Первые дни третьей недели июля, пока телеграфные провода гудели от слов огромной важности, которые должны были наполнить синие книги, желтые книги, белые книги и вызвать удивление человечества, прошли для нас в беззаботных приготовлениях к путешествию. Что это было, как не просто рывок через Германию, чтобы перебраться как можно быстрее?
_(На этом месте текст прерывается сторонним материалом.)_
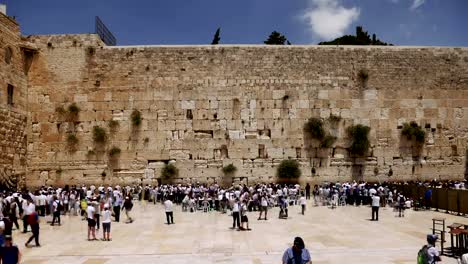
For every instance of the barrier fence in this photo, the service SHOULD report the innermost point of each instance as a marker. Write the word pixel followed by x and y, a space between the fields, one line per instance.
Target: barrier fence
pixel 450 200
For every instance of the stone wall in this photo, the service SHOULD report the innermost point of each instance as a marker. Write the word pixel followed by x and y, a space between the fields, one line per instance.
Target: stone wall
pixel 208 106
pixel 13 118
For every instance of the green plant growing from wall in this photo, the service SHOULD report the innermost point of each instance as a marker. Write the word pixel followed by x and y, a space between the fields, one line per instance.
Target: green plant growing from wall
pixel 113 125
pixel 314 127
pixel 114 151
pixel 288 169
pixel 136 118
pixel 327 141
pixel 72 140
pixel 413 132
pixel 334 119
pixel 359 135
pixel 73 109
pixel 229 169
pixel 99 135
pixel 169 171
pixel 60 110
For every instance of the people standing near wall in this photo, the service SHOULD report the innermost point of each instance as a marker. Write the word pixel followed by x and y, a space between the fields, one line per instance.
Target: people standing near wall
pixel 168 208
pixel 10 253
pixel 375 207
pixel 244 218
pixel 90 214
pixel 106 223
pixel 127 206
pixel 263 206
pixel 116 205
pixel 303 202
pixel 236 214
pixel 33 221
pixel 56 208
pixel 297 254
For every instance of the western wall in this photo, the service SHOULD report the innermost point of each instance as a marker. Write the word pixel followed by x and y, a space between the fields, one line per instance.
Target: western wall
pixel 204 107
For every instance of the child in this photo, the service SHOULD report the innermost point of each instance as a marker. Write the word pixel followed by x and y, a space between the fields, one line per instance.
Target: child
pixel 302 202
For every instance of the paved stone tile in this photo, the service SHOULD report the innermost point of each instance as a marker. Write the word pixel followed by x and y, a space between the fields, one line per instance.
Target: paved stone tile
pixel 342 235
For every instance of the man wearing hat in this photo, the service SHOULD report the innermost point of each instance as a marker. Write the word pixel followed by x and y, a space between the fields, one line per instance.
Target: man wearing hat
pixel 297 254
pixel 429 253
pixel 10 253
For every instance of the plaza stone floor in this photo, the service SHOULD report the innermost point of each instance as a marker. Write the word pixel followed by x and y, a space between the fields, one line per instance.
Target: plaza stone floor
pixel 342 235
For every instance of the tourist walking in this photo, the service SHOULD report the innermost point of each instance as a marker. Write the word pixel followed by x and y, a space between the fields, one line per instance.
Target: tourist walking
pixel 56 208
pixel 244 218
pixel 375 207
pixel 106 223
pixel 235 214
pixel 90 214
pixel 33 221
pixel 263 206
pixel 303 202
pixel 429 253
pixel 168 208
pixel 9 253
pixel 128 205
pixel 116 206
pixel 297 254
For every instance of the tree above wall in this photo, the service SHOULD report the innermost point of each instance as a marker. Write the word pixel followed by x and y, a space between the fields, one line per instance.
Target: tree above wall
pixel 361 38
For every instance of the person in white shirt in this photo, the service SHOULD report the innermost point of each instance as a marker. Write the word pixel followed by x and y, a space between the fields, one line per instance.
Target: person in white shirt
pixel 106 223
pixel 236 214
pixel 263 206
pixel 90 212
pixel 169 213
pixel 302 202
pixel 375 207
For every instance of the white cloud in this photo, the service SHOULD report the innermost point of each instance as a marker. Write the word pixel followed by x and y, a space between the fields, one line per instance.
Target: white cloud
pixel 329 19
pixel 416 4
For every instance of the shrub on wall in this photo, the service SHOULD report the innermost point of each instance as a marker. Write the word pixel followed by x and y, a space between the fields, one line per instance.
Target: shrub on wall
pixel 60 110
pixel 359 135
pixel 288 169
pixel 73 109
pixel 99 134
pixel 229 169
pixel 136 118
pixel 413 132
pixel 113 125
pixel 169 171
pixel 327 141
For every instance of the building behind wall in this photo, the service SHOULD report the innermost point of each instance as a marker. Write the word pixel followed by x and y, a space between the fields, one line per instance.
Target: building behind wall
pixel 204 107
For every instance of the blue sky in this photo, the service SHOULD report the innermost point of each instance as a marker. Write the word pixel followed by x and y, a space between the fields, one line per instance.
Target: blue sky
pixel 139 22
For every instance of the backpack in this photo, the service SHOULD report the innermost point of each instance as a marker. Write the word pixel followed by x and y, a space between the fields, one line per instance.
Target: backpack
pixel 423 255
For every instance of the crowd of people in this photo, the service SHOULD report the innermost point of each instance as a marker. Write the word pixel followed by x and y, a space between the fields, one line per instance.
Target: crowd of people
pixel 102 205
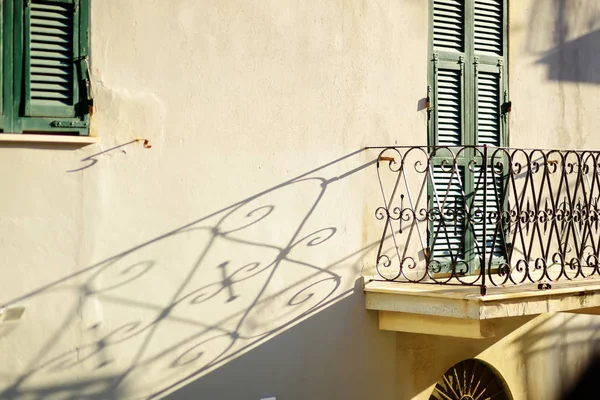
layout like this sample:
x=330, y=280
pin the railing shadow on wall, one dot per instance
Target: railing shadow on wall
x=215, y=310
x=532, y=217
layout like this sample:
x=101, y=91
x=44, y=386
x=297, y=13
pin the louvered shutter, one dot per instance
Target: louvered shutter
x=4, y=68
x=449, y=45
x=488, y=108
x=448, y=25
x=447, y=235
x=54, y=71
x=449, y=108
x=488, y=27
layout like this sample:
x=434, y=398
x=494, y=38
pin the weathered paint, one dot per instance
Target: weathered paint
x=223, y=262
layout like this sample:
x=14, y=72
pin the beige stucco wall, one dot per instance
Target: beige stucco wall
x=224, y=261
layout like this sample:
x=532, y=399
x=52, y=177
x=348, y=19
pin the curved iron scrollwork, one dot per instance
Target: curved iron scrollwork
x=488, y=216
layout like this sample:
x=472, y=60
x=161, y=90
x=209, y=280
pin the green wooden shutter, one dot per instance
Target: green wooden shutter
x=449, y=107
x=5, y=62
x=488, y=27
x=448, y=25
x=447, y=235
x=54, y=71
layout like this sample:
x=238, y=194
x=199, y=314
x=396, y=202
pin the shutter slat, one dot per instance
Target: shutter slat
x=448, y=22
x=488, y=26
x=449, y=108
x=494, y=191
x=488, y=109
x=51, y=53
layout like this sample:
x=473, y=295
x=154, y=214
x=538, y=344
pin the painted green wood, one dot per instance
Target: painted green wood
x=48, y=84
x=469, y=36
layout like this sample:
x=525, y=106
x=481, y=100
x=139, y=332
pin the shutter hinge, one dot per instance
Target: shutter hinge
x=69, y=124
x=428, y=98
x=507, y=105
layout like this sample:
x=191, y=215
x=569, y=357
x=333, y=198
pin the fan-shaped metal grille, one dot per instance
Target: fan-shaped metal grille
x=470, y=380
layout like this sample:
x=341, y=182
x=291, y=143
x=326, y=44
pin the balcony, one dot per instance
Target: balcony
x=476, y=233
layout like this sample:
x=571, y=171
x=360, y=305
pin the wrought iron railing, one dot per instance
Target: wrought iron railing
x=488, y=216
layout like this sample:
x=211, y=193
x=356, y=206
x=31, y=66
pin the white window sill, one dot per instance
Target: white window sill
x=59, y=139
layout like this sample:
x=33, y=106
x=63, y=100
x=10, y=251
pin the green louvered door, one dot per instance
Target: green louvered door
x=446, y=236
x=50, y=53
x=489, y=94
x=468, y=86
x=5, y=65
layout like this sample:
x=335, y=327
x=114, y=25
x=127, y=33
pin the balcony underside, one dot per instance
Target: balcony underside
x=461, y=311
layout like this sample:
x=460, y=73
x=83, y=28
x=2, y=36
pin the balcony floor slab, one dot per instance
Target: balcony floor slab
x=462, y=311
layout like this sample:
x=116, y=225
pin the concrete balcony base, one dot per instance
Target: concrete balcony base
x=460, y=311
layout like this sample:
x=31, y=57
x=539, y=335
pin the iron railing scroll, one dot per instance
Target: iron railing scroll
x=488, y=216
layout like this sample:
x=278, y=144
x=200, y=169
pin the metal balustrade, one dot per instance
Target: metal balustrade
x=488, y=216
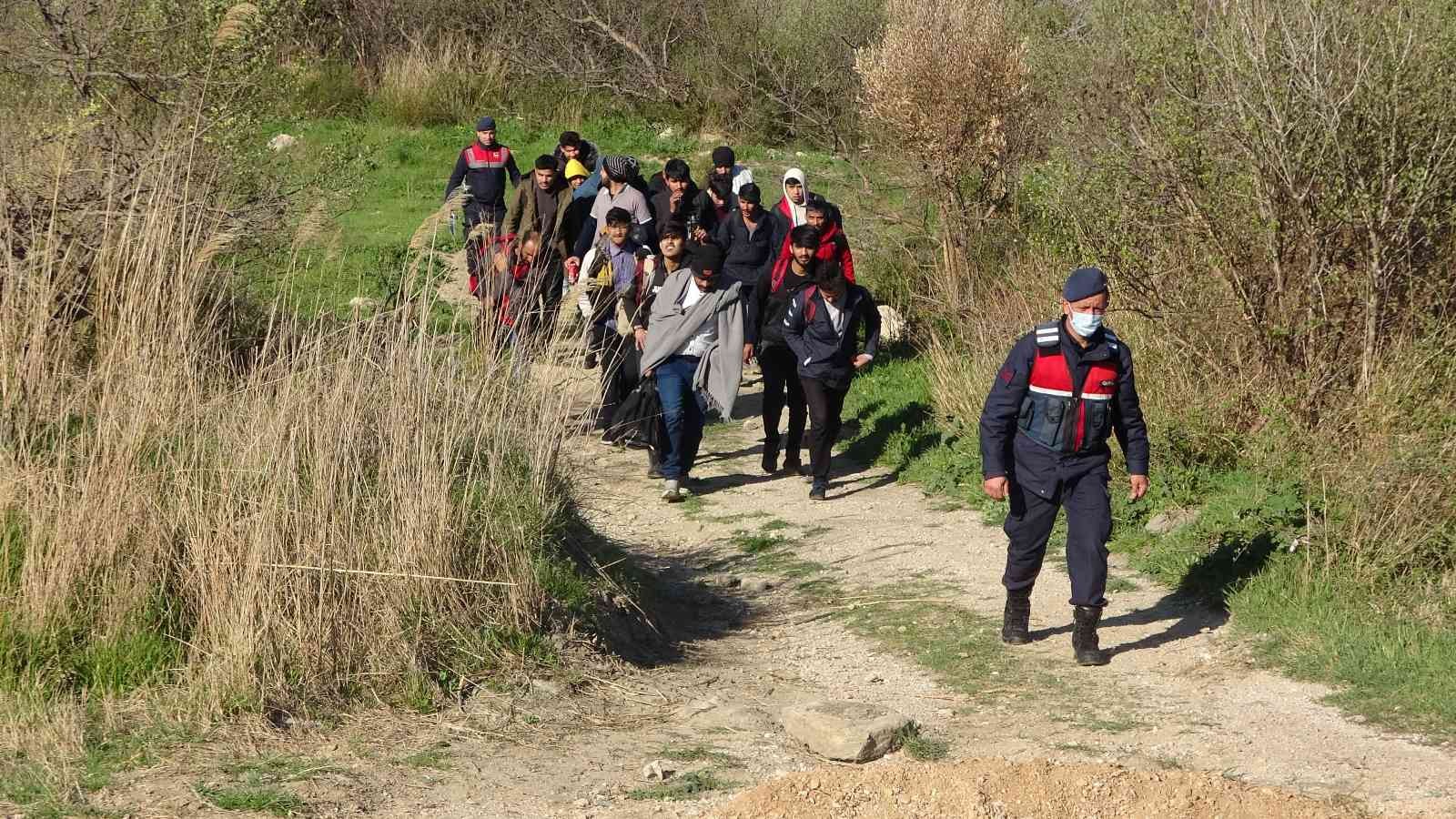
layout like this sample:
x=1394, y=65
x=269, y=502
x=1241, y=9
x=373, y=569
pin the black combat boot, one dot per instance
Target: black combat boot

Германия — это та часть твердой поверхности земли, о которой я знаю меньше всего. За всю свою жизнь я пересекал ее только дважды. Я вполне могу сказать о ней vidi tantum; и то немногое, что я видел, было через окно железнодорожного вагона на экспресс-скорости. Те мои путешествия были больше похожи на паломничества, когда спешишь к цели ради удовлетворения более глубокой потребности, чем любопытство. В этом последнем случае я тоже был настолько нелюбопытен, что хотел бы заснуть на берегах Англии и открыть глаза, если бы это было возможно, только на другой стороне силезской границы. И все же, по правде говоря, как и многие другие, я «почувствовал это» — эту обетованную землю стали, химических красителей, метода, эффективности; эту расу, посаженную посреди Европы, принимающую в гротескном тщеславии позу европейцев среди выродившихся азиатов или варварских негров; и, с сознанием превосходства, освобождающим их руки от всех моральных уз, стремящуюся взять на себя, если я могу так выразиться, «бремя совершенного человека». Тем временем, на поляне тевтонского леса, их мудрецы выращивали Древо Циничной Мудрости, своего рода дерево анчар, чья тень может быть видна сейчас, лежащая над поверженным телом Бельгии. Надо сказать, что они трудились достаточно открыто, поливая его из самых подлинных источников всякого безумия и наблюдая своими очками за медленным созреванием славного кроваво-красного плода. Самые искренние слова мира, слова угрозы и, я поистине верю, слова унижения, даже если бы нашелся голос, достаточно подлый, чтобы произнести их, были бы потрачены впустую на их экстаз. Ибо когда плод созревает на ветке, он должен упасть. Нет на земле ничего, что могло бы предотвратить это.
II.
По причинам, которые поначалу казались мне несколько неясными, та из моих спутниц, чьи желания — закон, решила, что наши путешествия должны начаться необычным образом — с пересечения Северного моря. Мы должны были отправиться из Гарвича в Гамбург. Помимо того, что этот путь был в тридцать шесть раз длиннее, чем переход Дувр-Кале, этот довольно необычный маршрут имел налет приключения, лучше соответствующий романтическому чувству этого польского путешествия, которое столько лет было перед нами в виде проекта, полного красок и обещаний, но всегда отступающего, неуловимого, как манящий мираж.